As evaluation of expression is done from right to left the following code should store 5 in j:

int i=2;
int j=++i+i++;
System.out.println(j);

But I get 6 as the output, which forces me to re-think the right to left evaluation idea. Kindly explain the theory here.

回答1:

int i = 2;
int j = ++i + i++;

is the same as

int i = 2;

// This part is from ++i
i = i + 1;
int left = i; // 3

// This part is from i++
int right = i; // 3
i = i + 1;

int j = left + right; // 3 + 3 = 6

If instead you'd done:

int i = 2;
int j = i++ + ++i;

that would be equivalent to:

int i = 2;

// This part is from i++
int left = i; // 2
i = i + 1;

// This part is from ++i
i = i + 1;
int right = i; // 4


int j = left + right; // 2 + 4 = 6

So the sum is the same, but the terms being summed are different.

回答2:

You get 6 because it's 3 + 3:

• the first OP is ++i which increments first (to 3) then that value is used
• next OP is +i which adds 3 again
• last OP ++ doesn't take part in the addition, but it increments i after using it

回答3:

Your assumption is false. Here's what the documentation says :

All binary operators except for the assignment operators are evaluated from left to right

So

++i+i++

is equivalent to

(++i)+(i++)

where ++i is evaluated first.

This gives

3+3

which is 6 (and i has value 4 after this).

回答4:

The first ++ increments i. The + adds i to itself. i is 3.

回答5:

Where'd you get the idea that it is right-to-left? It is left-to-right.

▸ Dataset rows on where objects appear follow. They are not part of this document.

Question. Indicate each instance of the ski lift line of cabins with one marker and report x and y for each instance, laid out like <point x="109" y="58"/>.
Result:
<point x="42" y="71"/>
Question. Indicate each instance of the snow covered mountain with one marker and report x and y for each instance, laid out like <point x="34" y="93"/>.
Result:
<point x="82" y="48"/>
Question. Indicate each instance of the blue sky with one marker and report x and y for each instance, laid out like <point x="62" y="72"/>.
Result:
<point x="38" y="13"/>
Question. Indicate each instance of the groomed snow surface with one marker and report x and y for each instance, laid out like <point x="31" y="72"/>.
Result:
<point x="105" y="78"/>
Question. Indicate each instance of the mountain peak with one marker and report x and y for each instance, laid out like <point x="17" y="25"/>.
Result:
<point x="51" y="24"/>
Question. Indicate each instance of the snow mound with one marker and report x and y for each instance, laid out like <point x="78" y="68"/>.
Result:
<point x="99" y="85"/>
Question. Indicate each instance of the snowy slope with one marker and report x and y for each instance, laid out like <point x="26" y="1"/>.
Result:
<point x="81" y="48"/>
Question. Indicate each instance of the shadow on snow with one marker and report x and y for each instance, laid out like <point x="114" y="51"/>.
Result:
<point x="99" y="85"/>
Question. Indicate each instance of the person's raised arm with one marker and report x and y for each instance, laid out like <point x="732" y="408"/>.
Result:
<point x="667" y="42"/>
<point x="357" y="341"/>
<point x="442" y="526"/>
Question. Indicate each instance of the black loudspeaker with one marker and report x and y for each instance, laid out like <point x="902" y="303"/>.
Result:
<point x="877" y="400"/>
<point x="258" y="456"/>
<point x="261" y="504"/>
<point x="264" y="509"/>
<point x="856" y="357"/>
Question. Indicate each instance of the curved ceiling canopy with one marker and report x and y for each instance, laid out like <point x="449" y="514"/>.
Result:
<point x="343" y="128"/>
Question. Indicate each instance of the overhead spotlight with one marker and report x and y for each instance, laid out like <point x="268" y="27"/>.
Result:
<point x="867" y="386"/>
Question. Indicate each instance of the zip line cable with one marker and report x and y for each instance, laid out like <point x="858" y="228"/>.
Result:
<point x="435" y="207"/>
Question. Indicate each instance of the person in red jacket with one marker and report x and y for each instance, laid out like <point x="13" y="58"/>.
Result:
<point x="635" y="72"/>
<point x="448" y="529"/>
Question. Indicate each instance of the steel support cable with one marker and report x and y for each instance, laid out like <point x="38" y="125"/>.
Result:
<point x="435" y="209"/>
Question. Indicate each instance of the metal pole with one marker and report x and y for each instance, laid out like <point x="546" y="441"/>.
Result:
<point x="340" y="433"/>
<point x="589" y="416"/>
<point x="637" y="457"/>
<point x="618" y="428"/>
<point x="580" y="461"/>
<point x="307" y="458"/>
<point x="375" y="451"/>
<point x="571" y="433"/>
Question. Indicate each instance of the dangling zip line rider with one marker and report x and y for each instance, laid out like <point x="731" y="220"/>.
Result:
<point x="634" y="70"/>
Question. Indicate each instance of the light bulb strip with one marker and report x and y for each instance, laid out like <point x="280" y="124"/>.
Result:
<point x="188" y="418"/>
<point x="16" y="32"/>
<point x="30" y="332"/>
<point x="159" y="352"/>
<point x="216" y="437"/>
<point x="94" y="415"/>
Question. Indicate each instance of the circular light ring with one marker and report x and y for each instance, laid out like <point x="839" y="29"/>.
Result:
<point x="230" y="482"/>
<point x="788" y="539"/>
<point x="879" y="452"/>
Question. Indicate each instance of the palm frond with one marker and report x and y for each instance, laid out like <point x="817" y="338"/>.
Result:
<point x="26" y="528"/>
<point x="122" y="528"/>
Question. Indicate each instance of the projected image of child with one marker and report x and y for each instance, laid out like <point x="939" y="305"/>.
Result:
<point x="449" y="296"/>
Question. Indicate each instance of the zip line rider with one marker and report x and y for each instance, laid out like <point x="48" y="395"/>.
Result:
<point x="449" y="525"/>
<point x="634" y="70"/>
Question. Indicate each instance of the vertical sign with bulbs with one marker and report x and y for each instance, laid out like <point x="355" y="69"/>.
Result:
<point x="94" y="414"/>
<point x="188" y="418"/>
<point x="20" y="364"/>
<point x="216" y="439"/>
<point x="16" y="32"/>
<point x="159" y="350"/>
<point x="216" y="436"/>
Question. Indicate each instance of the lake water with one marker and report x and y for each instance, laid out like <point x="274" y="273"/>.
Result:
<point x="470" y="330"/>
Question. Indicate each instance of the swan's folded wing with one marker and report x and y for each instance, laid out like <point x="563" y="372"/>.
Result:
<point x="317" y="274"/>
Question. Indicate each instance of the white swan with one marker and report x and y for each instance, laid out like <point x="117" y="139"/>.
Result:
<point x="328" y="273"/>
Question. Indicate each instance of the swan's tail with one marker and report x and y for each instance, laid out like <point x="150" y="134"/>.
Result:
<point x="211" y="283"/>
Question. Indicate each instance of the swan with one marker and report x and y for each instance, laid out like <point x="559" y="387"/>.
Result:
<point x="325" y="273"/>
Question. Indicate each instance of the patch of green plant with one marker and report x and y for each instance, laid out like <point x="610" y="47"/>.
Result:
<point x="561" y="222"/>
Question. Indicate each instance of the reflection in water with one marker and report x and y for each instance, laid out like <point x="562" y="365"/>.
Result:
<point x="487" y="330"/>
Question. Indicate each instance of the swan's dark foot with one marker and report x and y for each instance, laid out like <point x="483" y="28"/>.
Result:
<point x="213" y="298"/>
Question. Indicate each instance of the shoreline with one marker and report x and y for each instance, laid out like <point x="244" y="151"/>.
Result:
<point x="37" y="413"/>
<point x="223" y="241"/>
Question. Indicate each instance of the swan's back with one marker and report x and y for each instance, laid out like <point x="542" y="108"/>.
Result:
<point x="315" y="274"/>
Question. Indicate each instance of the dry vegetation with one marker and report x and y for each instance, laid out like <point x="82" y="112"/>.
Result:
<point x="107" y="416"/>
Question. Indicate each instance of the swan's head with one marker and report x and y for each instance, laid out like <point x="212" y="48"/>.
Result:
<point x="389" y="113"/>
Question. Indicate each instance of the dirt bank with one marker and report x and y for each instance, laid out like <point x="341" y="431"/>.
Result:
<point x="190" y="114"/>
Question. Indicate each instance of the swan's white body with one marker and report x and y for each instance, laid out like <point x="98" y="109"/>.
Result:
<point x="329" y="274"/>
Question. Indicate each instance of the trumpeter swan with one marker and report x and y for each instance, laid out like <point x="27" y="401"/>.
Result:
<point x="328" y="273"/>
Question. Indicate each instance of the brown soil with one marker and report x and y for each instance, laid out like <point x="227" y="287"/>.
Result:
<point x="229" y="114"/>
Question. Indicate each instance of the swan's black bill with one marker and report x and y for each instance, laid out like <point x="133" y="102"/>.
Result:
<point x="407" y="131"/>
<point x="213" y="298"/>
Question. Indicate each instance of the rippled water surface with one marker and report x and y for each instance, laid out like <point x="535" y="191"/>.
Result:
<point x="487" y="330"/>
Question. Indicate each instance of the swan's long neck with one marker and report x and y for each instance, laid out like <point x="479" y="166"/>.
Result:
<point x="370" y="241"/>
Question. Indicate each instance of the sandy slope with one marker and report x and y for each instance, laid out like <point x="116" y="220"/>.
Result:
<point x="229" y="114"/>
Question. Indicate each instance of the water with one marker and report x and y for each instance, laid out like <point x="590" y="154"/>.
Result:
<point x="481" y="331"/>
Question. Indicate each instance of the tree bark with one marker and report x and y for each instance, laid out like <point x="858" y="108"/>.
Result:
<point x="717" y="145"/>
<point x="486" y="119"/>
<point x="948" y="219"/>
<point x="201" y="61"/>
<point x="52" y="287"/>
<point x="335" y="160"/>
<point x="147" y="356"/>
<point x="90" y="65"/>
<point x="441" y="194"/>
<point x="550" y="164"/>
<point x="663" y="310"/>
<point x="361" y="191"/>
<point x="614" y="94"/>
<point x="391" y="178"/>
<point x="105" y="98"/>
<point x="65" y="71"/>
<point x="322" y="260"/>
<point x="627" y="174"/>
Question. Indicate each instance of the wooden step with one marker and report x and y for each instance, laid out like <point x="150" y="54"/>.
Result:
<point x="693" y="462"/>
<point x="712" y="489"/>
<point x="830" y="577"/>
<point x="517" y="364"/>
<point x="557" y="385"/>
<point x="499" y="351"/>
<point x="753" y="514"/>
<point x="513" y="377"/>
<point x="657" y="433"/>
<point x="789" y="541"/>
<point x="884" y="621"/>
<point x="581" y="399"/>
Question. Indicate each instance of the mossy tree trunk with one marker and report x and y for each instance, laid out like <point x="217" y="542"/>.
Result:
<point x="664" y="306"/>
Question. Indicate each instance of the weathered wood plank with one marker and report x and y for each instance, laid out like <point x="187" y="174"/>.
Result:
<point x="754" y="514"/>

What are the rules for evaluation order in Java?

回答6:

This how it works, since unary operators have more precedance than binary:

int i=2;
int j =(++i)+(i++);
        ^^^   ^^^ 
         3  +(i++) //The value of i is now 3.
        ^^^   ^^^
         3  +  3   //The value of i is incremented after it is assigned.

回答7:

When evaluating an expression such as a+b, before you can add 'b' to 'a', you need to know what 'a' is. In this case, a is ++i, which is 3, and b is i++ which is 3. Evaluating right-to-left gives 3 + 3 = 6

回答8:

In Java and C#, the evaluation of subexpressions will be done left to right:

int j=++i + i++;

contains the following two subexpressions ++i and i++. These subexpressions will be evaluated in this order so this will translate into:

int j= 3 + 3;

As in Java and C#, the ++i will be executed returning 3 but i will be changed to 3 before the second i++. The second will return the current value of i which is 3 now and after i++ the value of i will be 4.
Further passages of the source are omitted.